Skepticism descended on Louisa’s face. “You’d rather she told people you came after her? No way. I won’t have her maligning you next. Besides, have you forgotten what happened the last time you confronted her?”
“That got a little out of control,” he admitted. “But I was young, and I’d just found out what she was saying about Dad. I’ve had to live with the situation long enough that I’ve gained some perspective—at least on how not to approach her.”
“Any way you approach her would not be good,” Louisa insisted. “Even if it doesn’t get as explosive as it did before, she can’t take back what she’s done. There’s been too much fallout. So what would be the point?”
“The point would be closure,” he argued. “Don’t you want the truth to finally come out? To feel vindicated for remaining loyal to a man who was a good teacher, a great father and an upstanding citizen—instead of continuing, like we have for seventeen years, to deny that any impropriety took place? So many people are convinced Dad did it. I’m tired of all the doubt, would love to show them how wrong they’ve been.”
“So would I. There hasn’t been one other girl, ever, who has accused Dad of anything even remotely like what Gia said he did to her.” Louisa shook her head. “It doesn’t make sense that he would have done that to her.”
Actually, it sort of made sense to Cormac. Gia had been unlike anyone he’d ever met. Vital. Full of life. Confident. And sexy as hell. He could easily see a man wanting her. Although he wasn’t about to admit it, he’d once wanted her himself. That was why he’d joined her Banned Books Club. At that age, he hadn’t been much of a reader—or even an advocate for books. He’d just wanted to see her, be near her. Although he’d never held out much hope that she’d be interested in him—he was a year younger—her sex appeal had been that potent.
But the false claims she’d made had essentially tossed a hand grenade into his family’s living room. Once it exploded, the pieces of their lives flew in every direction. “She was attractive. I can’t deny that,” he said, admitting only to a watered-down version of the truth. “But Dad wouldn’t lie to us. He wouldn’t let us make fools of ourselves standing up for him all these years if he’d done such a terrible thing. He was nothing but kind and fair—completely consistent—all the time we were growing up. If that doesn’t earn him a little loyalty and trust, what will?”
“Exactly! The way so many people turned on him was gut-wrenching. I’ve seen him cry over this, cry so hard his shoulders were shaking!”

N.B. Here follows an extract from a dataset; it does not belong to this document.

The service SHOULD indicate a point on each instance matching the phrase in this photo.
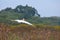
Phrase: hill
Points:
(29, 13)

Cormac had seen his father break down, too. It made him hate Gia Rossi even more—for costing Evan his dignity along with everything else.
“So are you going to try to talk to her?” Louisa asked, seemingly warming up to the idea.
A knock interrupted them. “Dr. Hart?”
Louisa barred Duke’s exit with one leg while she cracked open the door to find one of Cormac’s next appointments—Venice Gomez, a middle-aged bank teller with purple hair who had a labradoodle on a leash.
“I’m sorry to interrupt, but—” Venice lifted her arm to indicate her watch “—I need to be back at work in fifteen minutes. Are we going to have to reschedule?”
“No,” Louisa said. “I’m sorry for the wait. We...we ran into an issue, but Dr. Hart can see you and Trixie now.”
“Thank you,” Venice said, and his sister cast him a final worried glance that indicated they’d have to finish their Gia Rossi conversation later.